Subject: Re: Processor correctavke error?
To: None <mjacob@feral.com>
From: Ross Harvey <ross@teraflop.com>
List: port-alpha
Date: 06/11/1998 16:28:37
> From mjacob@feral.com Thu Jun 11 15:30:17 1998
>
> I still want to know whether, for correctable errors, the kernel should
> be doing any "corrective" action.
>

The only error that is really "correctible" is the CRD machine check, where
the on-chip ECC fixes a single bit error from DRAM.

The simple answer is: no, the interrupt is just so you can log it, in fact,
the hardware has already corrected the bad bits on the bus transaction that
triggered the sequence before the palcode even started.

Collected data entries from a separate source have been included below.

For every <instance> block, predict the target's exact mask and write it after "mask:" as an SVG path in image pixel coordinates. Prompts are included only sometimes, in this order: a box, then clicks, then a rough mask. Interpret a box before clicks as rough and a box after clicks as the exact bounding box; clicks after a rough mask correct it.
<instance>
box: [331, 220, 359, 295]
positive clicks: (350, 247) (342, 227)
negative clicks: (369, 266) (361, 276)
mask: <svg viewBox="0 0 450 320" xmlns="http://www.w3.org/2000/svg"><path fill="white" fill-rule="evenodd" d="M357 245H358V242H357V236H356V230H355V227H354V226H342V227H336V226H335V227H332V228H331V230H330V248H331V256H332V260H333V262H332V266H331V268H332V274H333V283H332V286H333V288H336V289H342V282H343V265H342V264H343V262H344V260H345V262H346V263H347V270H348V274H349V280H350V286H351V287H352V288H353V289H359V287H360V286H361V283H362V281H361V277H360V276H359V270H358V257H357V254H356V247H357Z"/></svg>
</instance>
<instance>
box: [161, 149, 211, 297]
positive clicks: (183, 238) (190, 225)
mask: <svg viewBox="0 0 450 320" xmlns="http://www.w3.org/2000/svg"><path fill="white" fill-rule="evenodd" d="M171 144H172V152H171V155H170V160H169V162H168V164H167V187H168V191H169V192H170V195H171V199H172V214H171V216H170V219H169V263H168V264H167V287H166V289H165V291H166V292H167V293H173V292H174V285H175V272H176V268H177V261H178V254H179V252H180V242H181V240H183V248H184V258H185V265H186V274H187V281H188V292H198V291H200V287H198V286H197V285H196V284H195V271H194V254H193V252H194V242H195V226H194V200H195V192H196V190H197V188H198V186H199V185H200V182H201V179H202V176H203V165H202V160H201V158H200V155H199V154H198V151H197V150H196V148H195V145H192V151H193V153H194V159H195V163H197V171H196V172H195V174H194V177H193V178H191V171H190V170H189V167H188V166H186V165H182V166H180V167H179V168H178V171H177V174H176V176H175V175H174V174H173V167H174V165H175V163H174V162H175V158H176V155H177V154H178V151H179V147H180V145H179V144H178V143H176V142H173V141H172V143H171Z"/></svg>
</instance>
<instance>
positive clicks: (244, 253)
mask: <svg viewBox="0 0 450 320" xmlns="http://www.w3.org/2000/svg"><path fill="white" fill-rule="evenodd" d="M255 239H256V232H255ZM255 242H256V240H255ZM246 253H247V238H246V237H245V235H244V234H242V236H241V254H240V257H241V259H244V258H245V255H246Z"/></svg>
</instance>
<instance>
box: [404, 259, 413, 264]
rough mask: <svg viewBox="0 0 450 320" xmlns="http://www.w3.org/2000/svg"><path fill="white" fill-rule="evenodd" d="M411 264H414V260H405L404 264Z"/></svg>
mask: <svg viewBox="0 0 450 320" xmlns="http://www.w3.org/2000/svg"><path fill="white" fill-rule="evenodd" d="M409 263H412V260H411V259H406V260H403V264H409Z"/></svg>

The palcode then
scrubs the cache line, to force a write, really a copyback, and then forces
a fill.  Finally, with everything done, it interrupts system software.

The more complicated answer is: well, there are some things that have a very
marginal benefit and some possible drawbacks that NetBSD _could_ be doing.
We could stop logging, for one thing.  We could turn off the machine check
to save the time in locore.s and interrupt.c. This doesn't help as much as
you might think because the palcode trap still happens and still has to do
the rather expensive (because it is non-cachable) scrub op.

Some of the chips, ev5*, e.g., have a bit (in BC_CONTROL) that does
flow-through error correction transparently. We _could_ look at what CPU we
are on and switch into this mode if the error frequency is too high, and it
would go faster and _might_ make a recursive machine check less likely.

But on the downside, we would be operating below the nice architecture layer,
on something that might not be a win, and which is only relevant when the
hardware needs fixing anyway, and these days there isn't much pressure to
use RAM that is bad. :-) Also, the BC_CONTROL register is write-only, so we
have to do some highly dangerous magic just to get an _alleged_ copy of the
bits before blindly clearing one of them and writing a register that affects
all kinds of critical timing parameters.